The term Suitable and sufficient is important as it defines the limits to the risk assessment process. A suitable and sufficient demolition risk assessment should contain:
- Identify the significant risks
- Identify and prioritise the measures required to comply with any relevant statutory provisions:
- Remain appropriate to the nature of the demolition works and valid over a reasonable period of time
- Identify the risks arising from or in connection with the demolition works. The level of detail should be proportionate to the risk
Conclusion of the of the demolition project
The significant findings that should be recorded include a detailed statement of the hazards and risks, the preventative, protective or control measures in place and any further measures required to reduce the risks present.

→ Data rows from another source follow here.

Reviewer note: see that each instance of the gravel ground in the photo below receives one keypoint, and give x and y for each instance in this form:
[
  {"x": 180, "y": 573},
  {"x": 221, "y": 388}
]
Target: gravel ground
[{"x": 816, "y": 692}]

When assessing risks under the Management of Health and Safety at Work Regulations, reference to other regulations may be applicable even if there is no specific requirement for a demolition risk assessment in those Regulations. Apart from the duty under the Management of Health and Safety at Work Regulations to undertake a Health and Safety assessment of the risks to any person, employees, contractors, or members of the public, who may be affected by the demolition activities of the contractor, the following Regulations require a specific demolition risk assessment to be created:
- Ionising Radiations Regulations
- Control of Asbestos Regulations
- Control of Noise at Work Regulations
- Manual Handling Operations Regulations
- Health and Safety ( Display Screen Equipment Regulations
- Personal Protective Equipment at Work Regulations
- Confined Spaces Regulations
- Working at Heights Regulations
- Regulatory Reform ( Fire Safety) Order ( not under HSW Act
- Control of Vibration at Work Regulations
- Control of Substances Hazardous to Health Regulations.